Alice Hoagland, whose son Mark Bingham was among the 44 passengers on United Flight 93, said the developers should reconsider their plans. The proposed community center and place of worship, is in an old Burlington Coat Factory two blocks from where the World Trade Center stood when two hijacked planes crashed into the twin towers.
"This is not a legal question," Hogland said. "There is no question that anyone in the United States has the right to express his religious beliefs. There is no question that they have the legal right to build within two blocks of the site where 2,977 or so people died at the hands of Islamist terrorists. The question it seems to me is the moral right."
West again likened the attack to Pearl Harbor, and pointed out that 2011 is also the 70th anniversary of the Japanese attack that led the U.S. into World War II.
"We must never let events like Pearl Harbor or 9/11 go away," he said. "We must never forget the things that happened those two days, or the attack upon the United States of America.
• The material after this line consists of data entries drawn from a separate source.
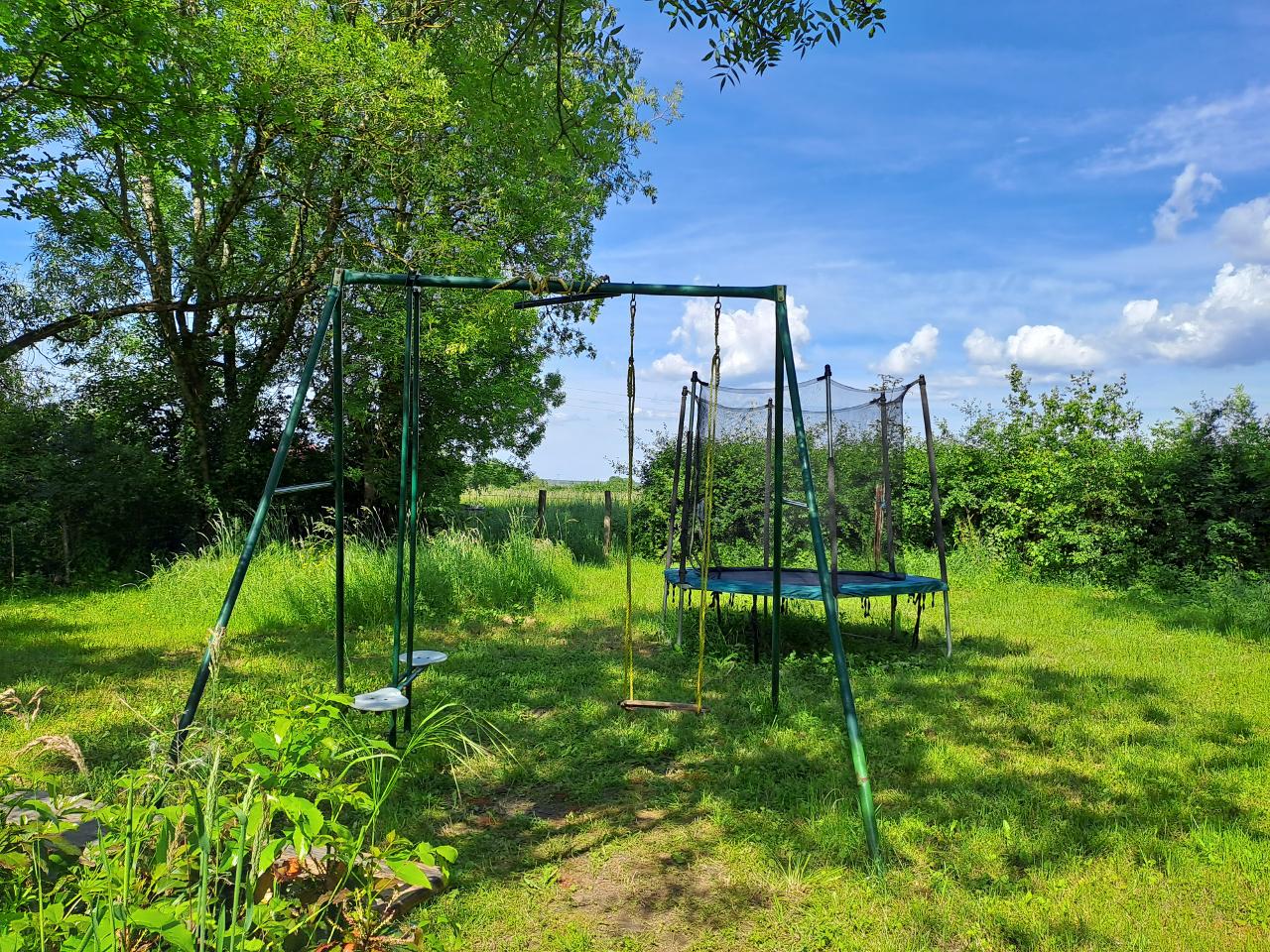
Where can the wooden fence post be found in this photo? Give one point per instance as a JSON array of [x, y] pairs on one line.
[[608, 522]]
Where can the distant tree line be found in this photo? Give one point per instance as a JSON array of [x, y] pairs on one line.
[[1060, 484], [191, 173]]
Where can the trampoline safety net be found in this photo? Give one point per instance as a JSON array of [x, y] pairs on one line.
[[856, 444]]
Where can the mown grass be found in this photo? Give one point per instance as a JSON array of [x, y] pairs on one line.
[[1088, 771]]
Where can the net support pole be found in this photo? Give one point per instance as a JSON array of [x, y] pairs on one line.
[[884, 434], [336, 359], [689, 493], [776, 499], [855, 737], [675, 499], [937, 516], [767, 504], [414, 494], [830, 504], [262, 511]]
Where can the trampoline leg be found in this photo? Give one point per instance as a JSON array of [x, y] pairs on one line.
[[948, 627], [753, 627]]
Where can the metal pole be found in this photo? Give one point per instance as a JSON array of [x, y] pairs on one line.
[[685, 521], [937, 516], [767, 490], [336, 348], [675, 500], [776, 500], [414, 493], [855, 737], [262, 509], [607, 540], [403, 513], [766, 293], [830, 477], [884, 429], [767, 506]]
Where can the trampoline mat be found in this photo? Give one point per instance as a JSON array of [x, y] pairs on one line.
[[806, 583]]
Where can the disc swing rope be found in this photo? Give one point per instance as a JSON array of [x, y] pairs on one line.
[[631, 703]]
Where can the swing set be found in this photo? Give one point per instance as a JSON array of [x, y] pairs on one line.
[[405, 662]]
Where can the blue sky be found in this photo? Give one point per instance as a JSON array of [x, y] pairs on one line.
[[984, 182]]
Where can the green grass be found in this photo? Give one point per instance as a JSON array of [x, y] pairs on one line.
[[1088, 771]]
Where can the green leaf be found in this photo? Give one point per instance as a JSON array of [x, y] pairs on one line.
[[409, 874], [304, 814], [163, 919]]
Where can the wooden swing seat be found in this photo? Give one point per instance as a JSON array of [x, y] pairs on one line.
[[661, 706]]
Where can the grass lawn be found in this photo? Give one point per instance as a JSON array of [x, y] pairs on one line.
[[1088, 771]]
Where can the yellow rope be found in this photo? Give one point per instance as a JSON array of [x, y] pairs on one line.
[[708, 508], [630, 507]]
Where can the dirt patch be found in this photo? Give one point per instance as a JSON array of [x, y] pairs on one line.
[[665, 898], [548, 809]]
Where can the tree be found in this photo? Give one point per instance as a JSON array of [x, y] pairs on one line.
[[194, 184]]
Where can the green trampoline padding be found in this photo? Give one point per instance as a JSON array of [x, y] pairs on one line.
[[806, 583]]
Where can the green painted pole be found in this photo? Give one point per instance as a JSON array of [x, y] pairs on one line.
[[830, 603], [403, 476], [778, 502], [414, 492], [253, 535], [548, 286], [336, 347]]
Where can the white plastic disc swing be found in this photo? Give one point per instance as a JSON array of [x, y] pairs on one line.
[[423, 658], [381, 699]]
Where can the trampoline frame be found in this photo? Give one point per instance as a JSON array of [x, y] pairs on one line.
[[683, 516]]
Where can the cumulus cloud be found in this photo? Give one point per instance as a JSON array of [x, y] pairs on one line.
[[1245, 229], [915, 352], [1230, 134], [982, 348], [1229, 326], [1033, 345], [1192, 188], [746, 340]]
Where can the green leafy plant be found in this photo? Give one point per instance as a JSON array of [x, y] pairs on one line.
[[272, 835]]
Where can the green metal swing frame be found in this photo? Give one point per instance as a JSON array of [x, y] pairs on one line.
[[331, 321]]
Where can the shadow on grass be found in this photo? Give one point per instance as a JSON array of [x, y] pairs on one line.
[[1069, 766]]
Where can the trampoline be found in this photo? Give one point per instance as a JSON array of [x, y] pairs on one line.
[[806, 583], [860, 476]]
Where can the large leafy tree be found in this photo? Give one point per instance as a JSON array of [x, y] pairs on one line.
[[197, 168]]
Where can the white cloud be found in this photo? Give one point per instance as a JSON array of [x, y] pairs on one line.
[[1192, 188], [671, 366], [1246, 229], [1033, 345], [1229, 326], [746, 340], [1228, 135], [915, 352], [982, 348]]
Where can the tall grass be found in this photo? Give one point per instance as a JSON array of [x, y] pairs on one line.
[[574, 517], [457, 572]]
My fear is that maybe we could end up forgiving what happened on 9/11 because of certain things, this political correctness or this desire to be a multicultural America."
One man, Bruce DeCell, held up a photo of his son-in-law who was killed on 9/11, and said he wanted to tell people that "we are at war with the Islamic culture."
West didn’t disagree with him publically, but said later that he believes there needs to be "a recognition of some concepts, such as Sharia, that are the antithesis of what we believe in here in the United States of America," he said, referring to a system of Islamic law.
"I don’t think it’s a war on a culture," he said, "but I think we need to recognize some of the ideological differences that separate us, and if you want to get to a point of having peaceful coexistence, I think it’s where they need to reform some of these things."
Although billed as a press conference before the film’s screening, most of the people asking West questions were those tied to the movie or participants in a panel the filmmakers and other groups were organizing later in the day.
West didn’t disagree with those asking questions at the event, including one man who suggested that "Islam has a history of building victory monuments on places it has triumphed."
"Throughout the history of Islamic conquest, you do see the same type of parallels," West said, citing his recent trip to Israel and Jerusalem’s Temple Mount, a spot sacred to Muslims, Jews and Christians alike.
The debate over the Islamic center’s future in New York City has largely quieted since its height last summer. The project’s developers told the New York Times in August that they have hired a paid staff and begun raising money. They continue to hold prayers and events in the building, and its developers told the newspaper it could be as long as five years before they begin the sort of project first envisioned.